Another variant that was associated with differences in DNA methylation profiles was the exonic SNP rs2530223, within the gene HDAC3. This gene is strongly expressed in the hippocampus.51 The enzyme HDAC3 was shown to have a role in normal brain development52 and specifically in long-term memory.53 Moreover, this protein represses the transcription factor GATA-2 (ref. 54), which modulates GABAergic neurons in the midbrain.55 The associated CpG site cg24137543 is located in sequence areas of regulatory importance throughout all brain regions and blood cells according to chromatin states mapping and shows interaction arcs with the mQTL (Figure 4). This observation suggests that the detected association may not be tissue-specific. Furthermore, methylation at cg24137543 was inversely correlated with PCDHGA6 gene expression. This association supports our previously identified interaction with transcription factor sites in γ-Pcdh subfamily genes from chromatin analysis by paired-end tag sequencing libraries. γ-protocadherin genes were shown to be expressed in synapses56 and deficiency of γ-Pcdh transcripts differentially influences GABAergic neurons in mice.57 The cg24137543 location within an in vivo enhancer region of neurons strengthens the evidence for a potential modulatory effect on γ-Pcdh transcripts in neurons.

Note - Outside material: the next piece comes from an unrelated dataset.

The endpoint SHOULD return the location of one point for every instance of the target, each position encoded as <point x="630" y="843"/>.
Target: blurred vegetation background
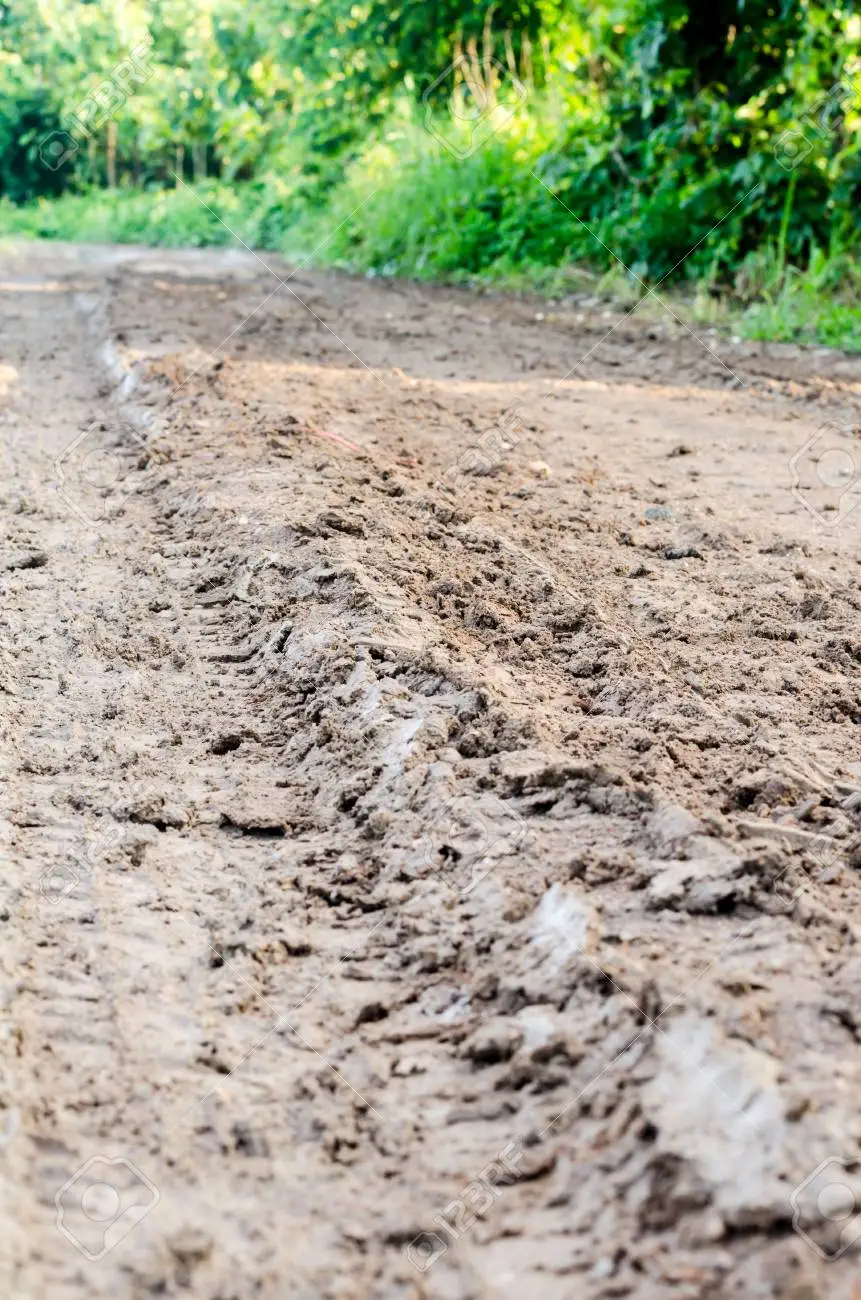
<point x="717" y="146"/>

The strength of our study is the genome-wide approach, revealing the most relevant changes of the CpG sites. Consistently, we could validate the associations of the identified CpG sites with distinct SNPs by independent local analyses. We specifically investigated 37 SNPs known to be strongly associated with psychiatric diseases. It cannot be excluded that additional SNPs may show similar association patterns with methylation. Although we accounted for different cell-type proportions in blood, the preferred tissue for biomarker analysis, additional studies in brain tissue would provide valuable information about additional tissue-specific SNP/CpG site associations and connected expression changes, which are not reflected in blood. Furthermore, it will be of value to validate the CpG/mQTL associations in larger cohorts, taking changes of the transcriptional expression of associated genes into account. Finally, to increase the power of the analysis on the association between methylation levels and the DAWBA general bands, we combined scores generated exclusively by adolescent questionnaires with scores generated based on both adolescent and parent questionnaires. As the adolescent questionnaire does not cover all behavioral and hyperactivity-type disorders17 present in the parent questionnaire, this heterogeneity in our primary outcome variable could bias downstream results. However, we adjust for this potential bias by controlling for this difference in our analysis. In addition, the separate analysis including only the complete DAWBA general band score, based on both adolescent and parent questionnaires, confirmed the positive association between level of methylation and DAWBA score. We were specifically interested in analyzing SNP–methylation interactions in individuals at risk for psychiatric diseases in adolescence, encompassing multiple psychiatric diseases and neurobiological changes. Future studies of larger sample size are needed to further investigate the associations in specific diseases, such as, for example, depression, general anxiety and obsessive-compulsive disorder.

In conclusion, we succeeded to define an epigenetic landscape that associates with genetic markers related to psychiatric diseases and gene expression. Our findings show that the effect of several important psychiatric disease-related SNPs appears at least partly to be the result of associated epigenetic shifts that lead to alterations in GABAergic signaling in the human brain.